# Rytera Alien Nemesis Update VEM Photos and Alien-Z



## Kurt D. (Jul 3, 2007)

Shown in photo –Alien Nemesis with VEM (Vibration Escape Module) 
The Alien Nemesis will include two VEMs. This feature will minimize vibration even more than the riser design. 

As we posted earlier the first Alien Nemesis bows will be shipped to reps and some dealers in the next 10 days. More will be shipping in the next 3 weeks. Full production will be in January.

Alien-Z bows are currently in camo and starting to ship this week

Thanks you all for the great response on this new line.


----------



## AdvanTimberLou (Aug 8, 2005)

Sweet looking bow, just when you think Rytera hits a homerun with the Alien line, the Nemesis is next up to the plate! 

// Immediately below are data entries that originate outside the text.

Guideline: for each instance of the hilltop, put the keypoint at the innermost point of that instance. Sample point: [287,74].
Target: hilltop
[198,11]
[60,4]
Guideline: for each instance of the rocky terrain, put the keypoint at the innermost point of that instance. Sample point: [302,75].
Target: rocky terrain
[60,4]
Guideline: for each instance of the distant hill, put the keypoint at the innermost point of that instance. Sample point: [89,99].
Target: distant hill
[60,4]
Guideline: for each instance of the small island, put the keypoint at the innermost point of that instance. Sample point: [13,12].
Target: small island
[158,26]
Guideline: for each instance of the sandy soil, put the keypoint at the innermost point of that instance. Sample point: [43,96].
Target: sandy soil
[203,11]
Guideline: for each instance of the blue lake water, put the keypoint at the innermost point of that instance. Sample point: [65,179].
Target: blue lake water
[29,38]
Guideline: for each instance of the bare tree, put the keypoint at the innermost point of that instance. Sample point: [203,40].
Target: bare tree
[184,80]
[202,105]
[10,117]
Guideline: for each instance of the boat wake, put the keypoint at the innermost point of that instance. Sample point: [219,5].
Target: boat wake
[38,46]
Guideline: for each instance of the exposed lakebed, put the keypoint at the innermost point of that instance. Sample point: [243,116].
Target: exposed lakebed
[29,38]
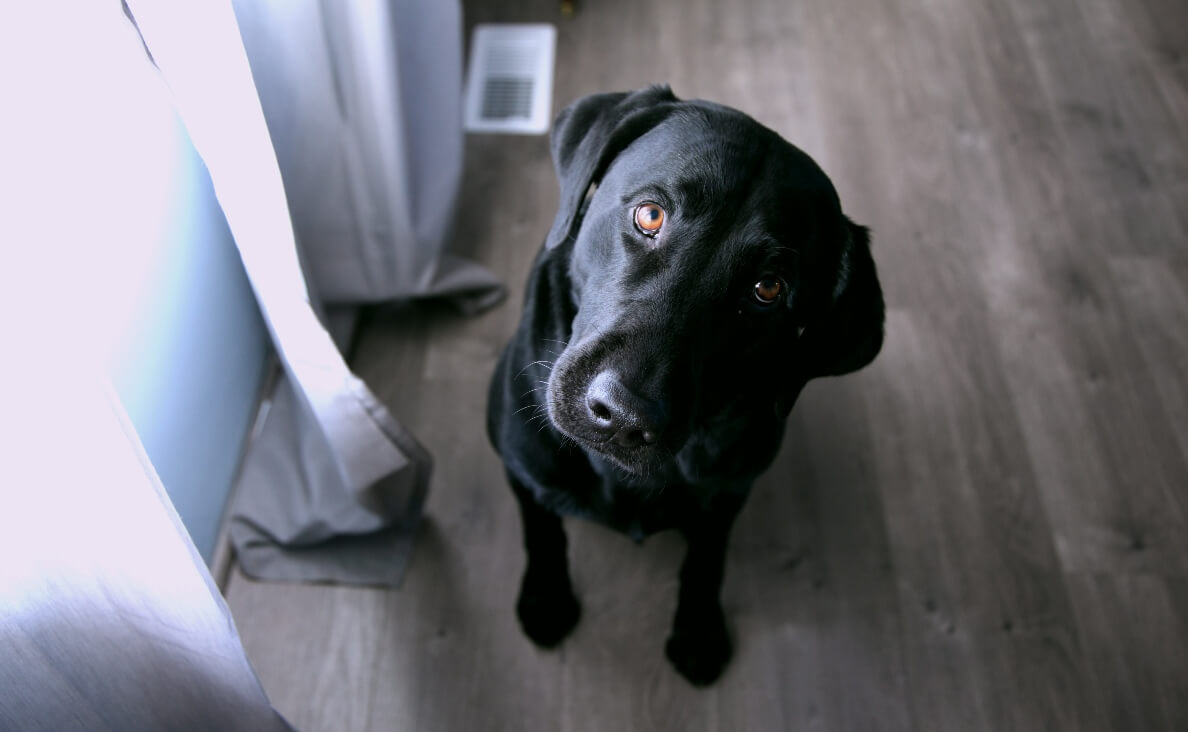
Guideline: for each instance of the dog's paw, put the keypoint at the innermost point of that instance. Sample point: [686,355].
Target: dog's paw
[700,648]
[547,611]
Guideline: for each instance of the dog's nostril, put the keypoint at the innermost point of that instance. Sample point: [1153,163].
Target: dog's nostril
[600,410]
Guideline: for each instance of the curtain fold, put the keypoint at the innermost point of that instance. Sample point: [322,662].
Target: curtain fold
[322,207]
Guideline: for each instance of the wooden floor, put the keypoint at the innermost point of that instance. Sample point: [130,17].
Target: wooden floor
[987,529]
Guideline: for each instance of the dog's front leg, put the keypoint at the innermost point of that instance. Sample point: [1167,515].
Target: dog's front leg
[700,647]
[547,606]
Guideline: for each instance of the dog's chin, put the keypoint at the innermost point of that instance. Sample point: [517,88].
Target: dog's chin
[639,461]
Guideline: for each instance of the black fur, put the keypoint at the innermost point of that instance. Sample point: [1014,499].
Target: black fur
[646,385]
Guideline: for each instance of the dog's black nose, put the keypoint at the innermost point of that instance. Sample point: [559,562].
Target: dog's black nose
[621,415]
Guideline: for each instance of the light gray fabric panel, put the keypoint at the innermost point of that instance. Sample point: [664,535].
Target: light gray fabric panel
[314,530]
[364,103]
[334,486]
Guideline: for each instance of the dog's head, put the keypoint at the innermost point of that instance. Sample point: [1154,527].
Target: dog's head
[713,273]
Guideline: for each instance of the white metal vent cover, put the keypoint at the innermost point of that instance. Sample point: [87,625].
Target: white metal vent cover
[509,86]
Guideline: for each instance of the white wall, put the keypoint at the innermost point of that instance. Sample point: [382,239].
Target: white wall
[117,263]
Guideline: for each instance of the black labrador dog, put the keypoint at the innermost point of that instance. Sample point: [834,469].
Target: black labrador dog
[699,272]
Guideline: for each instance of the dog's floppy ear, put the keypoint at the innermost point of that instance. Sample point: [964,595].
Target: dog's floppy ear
[588,134]
[850,333]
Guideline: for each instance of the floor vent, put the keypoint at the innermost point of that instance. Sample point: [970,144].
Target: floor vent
[509,86]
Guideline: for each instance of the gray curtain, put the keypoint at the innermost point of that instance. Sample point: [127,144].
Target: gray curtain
[342,193]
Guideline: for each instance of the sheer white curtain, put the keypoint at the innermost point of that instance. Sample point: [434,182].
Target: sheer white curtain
[108,617]
[346,197]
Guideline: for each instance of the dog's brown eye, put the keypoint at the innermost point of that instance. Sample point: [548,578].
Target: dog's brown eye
[649,219]
[769,289]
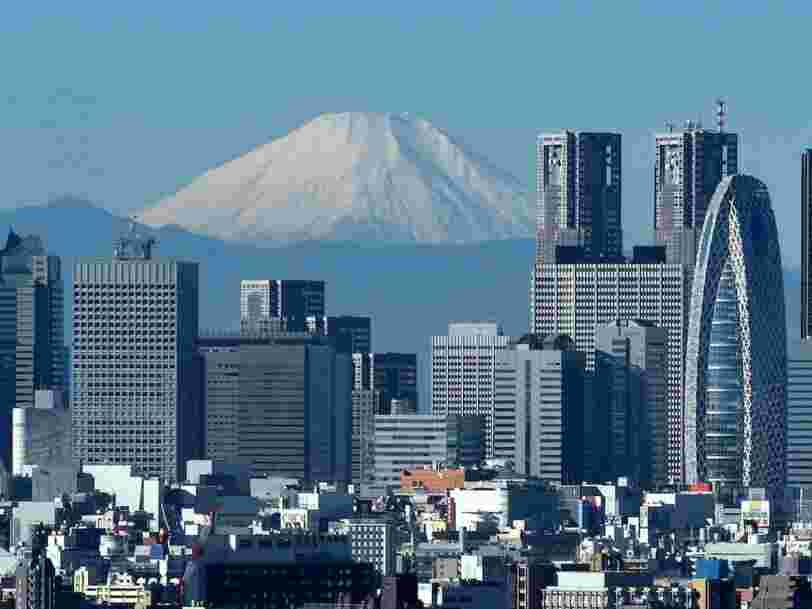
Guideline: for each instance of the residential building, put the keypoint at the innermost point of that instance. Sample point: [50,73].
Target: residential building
[631,366]
[736,362]
[282,403]
[32,350]
[135,386]
[392,375]
[799,413]
[41,434]
[264,303]
[463,365]
[806,243]
[350,333]
[578,177]
[538,412]
[689,165]
[575,299]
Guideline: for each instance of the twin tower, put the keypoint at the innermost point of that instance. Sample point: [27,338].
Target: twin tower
[729,428]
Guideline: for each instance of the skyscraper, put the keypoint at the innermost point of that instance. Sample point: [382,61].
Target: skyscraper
[462,372]
[538,412]
[689,165]
[736,361]
[631,366]
[135,385]
[579,198]
[806,243]
[266,305]
[32,350]
[575,299]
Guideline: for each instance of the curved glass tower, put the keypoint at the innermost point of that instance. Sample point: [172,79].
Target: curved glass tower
[736,359]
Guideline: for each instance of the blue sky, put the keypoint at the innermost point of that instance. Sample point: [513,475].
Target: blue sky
[124,104]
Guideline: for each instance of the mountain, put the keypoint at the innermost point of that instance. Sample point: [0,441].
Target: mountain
[353,177]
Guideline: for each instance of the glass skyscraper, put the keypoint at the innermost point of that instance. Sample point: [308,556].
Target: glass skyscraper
[736,363]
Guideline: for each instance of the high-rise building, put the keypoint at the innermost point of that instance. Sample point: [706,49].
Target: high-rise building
[575,299]
[136,379]
[392,375]
[578,188]
[799,412]
[462,372]
[281,403]
[689,164]
[736,361]
[631,366]
[268,305]
[538,413]
[350,333]
[32,350]
[806,243]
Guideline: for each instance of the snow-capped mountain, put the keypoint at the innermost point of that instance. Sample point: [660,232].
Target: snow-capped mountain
[353,177]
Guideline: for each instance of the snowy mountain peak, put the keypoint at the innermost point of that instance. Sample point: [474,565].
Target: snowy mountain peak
[353,177]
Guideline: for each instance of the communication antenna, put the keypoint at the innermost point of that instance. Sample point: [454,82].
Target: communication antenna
[721,113]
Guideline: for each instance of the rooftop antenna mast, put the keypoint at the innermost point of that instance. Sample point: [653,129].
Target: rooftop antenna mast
[721,113]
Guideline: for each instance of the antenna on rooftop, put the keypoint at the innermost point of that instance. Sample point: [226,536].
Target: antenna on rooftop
[721,113]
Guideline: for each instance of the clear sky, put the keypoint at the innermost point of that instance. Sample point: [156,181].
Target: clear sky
[126,102]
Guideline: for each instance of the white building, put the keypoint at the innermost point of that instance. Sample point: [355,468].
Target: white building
[462,372]
[575,299]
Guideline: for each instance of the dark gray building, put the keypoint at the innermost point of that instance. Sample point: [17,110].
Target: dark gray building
[136,379]
[282,403]
[32,350]
[631,398]
[267,303]
[578,177]
[392,375]
[799,412]
[689,165]
[806,243]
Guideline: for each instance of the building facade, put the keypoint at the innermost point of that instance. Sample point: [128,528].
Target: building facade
[575,299]
[631,366]
[463,365]
[689,164]
[538,415]
[265,303]
[32,350]
[136,381]
[806,243]
[799,413]
[578,177]
[736,363]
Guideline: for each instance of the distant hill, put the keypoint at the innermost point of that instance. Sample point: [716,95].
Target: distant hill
[354,176]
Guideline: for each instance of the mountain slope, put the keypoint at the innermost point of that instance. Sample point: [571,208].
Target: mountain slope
[353,177]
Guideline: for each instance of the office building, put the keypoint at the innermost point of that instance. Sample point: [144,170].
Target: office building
[538,412]
[799,412]
[689,165]
[806,243]
[135,387]
[32,350]
[736,362]
[412,441]
[631,365]
[578,178]
[392,375]
[271,305]
[282,403]
[462,372]
[41,433]
[349,333]
[576,299]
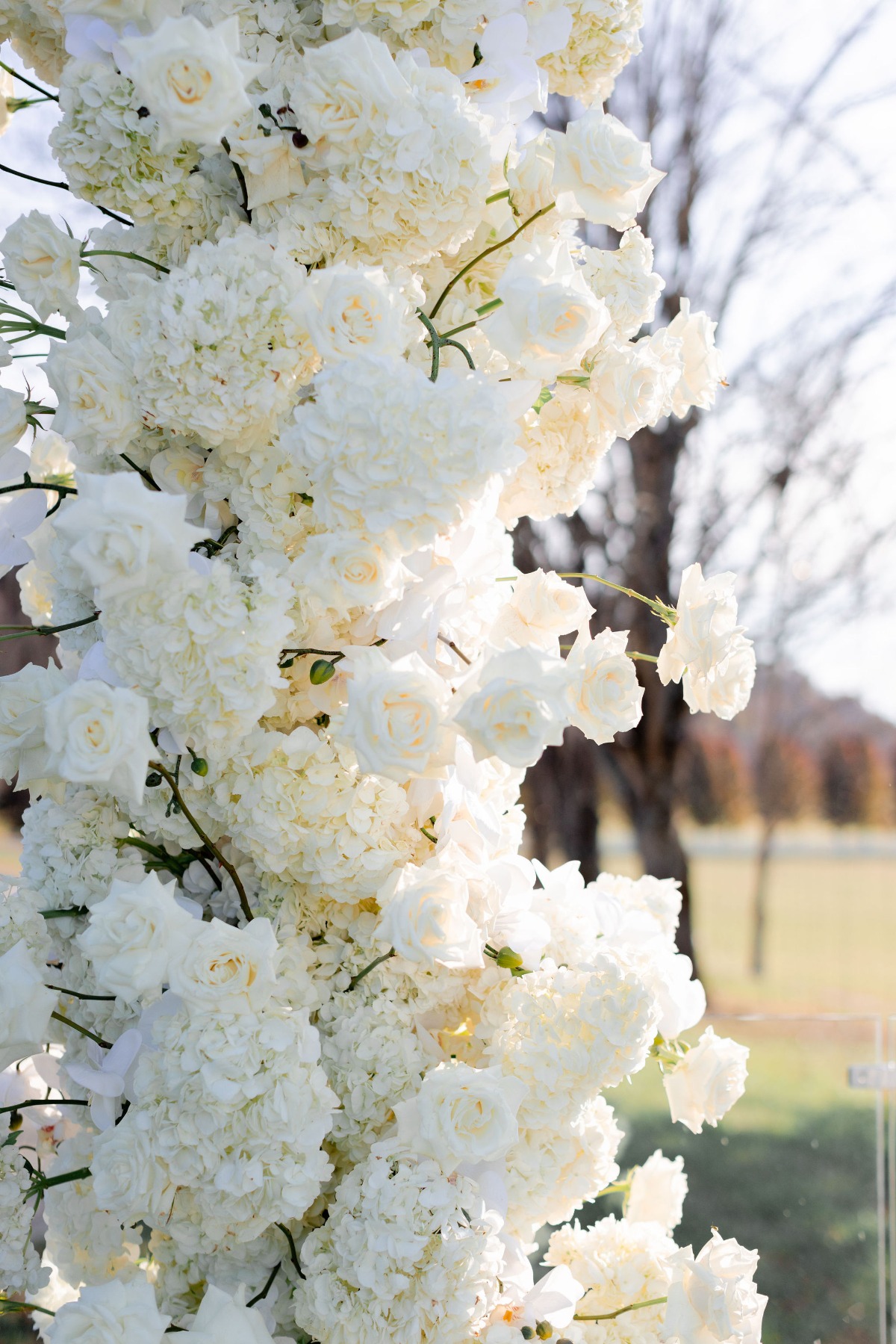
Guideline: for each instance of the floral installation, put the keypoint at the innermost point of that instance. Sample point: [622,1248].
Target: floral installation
[294,1043]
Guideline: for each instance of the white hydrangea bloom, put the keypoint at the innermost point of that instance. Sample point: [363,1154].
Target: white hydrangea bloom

Awesome looking bow and one of the sweetest looking risers for 2010. 

Can't wait to shoot one!


----------



## AM OUTDOORS (Aug 6, 2007)

Already ordered! Can't wait.


----------



## TomG (Dec 4, 2002)

Awesome bow. I actually would consider getting one if I was in the market.

I am just surprised to see that there is no insert for the stabiliser. It looks stronger and prevents damage of mounting/removing a stabiliser... Just me though (I'm a picky engineer:darkbeer

TomG


----------



## lunkerbuster (Aug 25, 2006)

Nice bow


----------



## ike_osu (Jul 1, 2008)

TomG said:


> Awesome bow. I actually would consider getting one if I was in the market.
> 
> I am just surprised to see that there is no insert for the stabiliser. It looks stronger and prevents damage of mounting/removing a stabiliser... Just me though (I'm a picky engineer:darkbeer
> 
> TomG


That is the one thing about this bow I don't like. I had a firecat and there was a nice little circle of aluminum showing the grommet on my wrist sling turned while I was tightening my stabilizer. Great looking bow though I like the riser and the overall design. I would like to see one orange and black. That would be a nice combo on the Nemesis.


----------



## nickster (Jun 30, 2007)

great looking bow and the new VEM modules fit so nice and clean, u guys are really stepping it up


----------



## Big Ragu (Feb 27, 2008)

*It will be mine!!!*

Oh yes it will be mine!!!


----------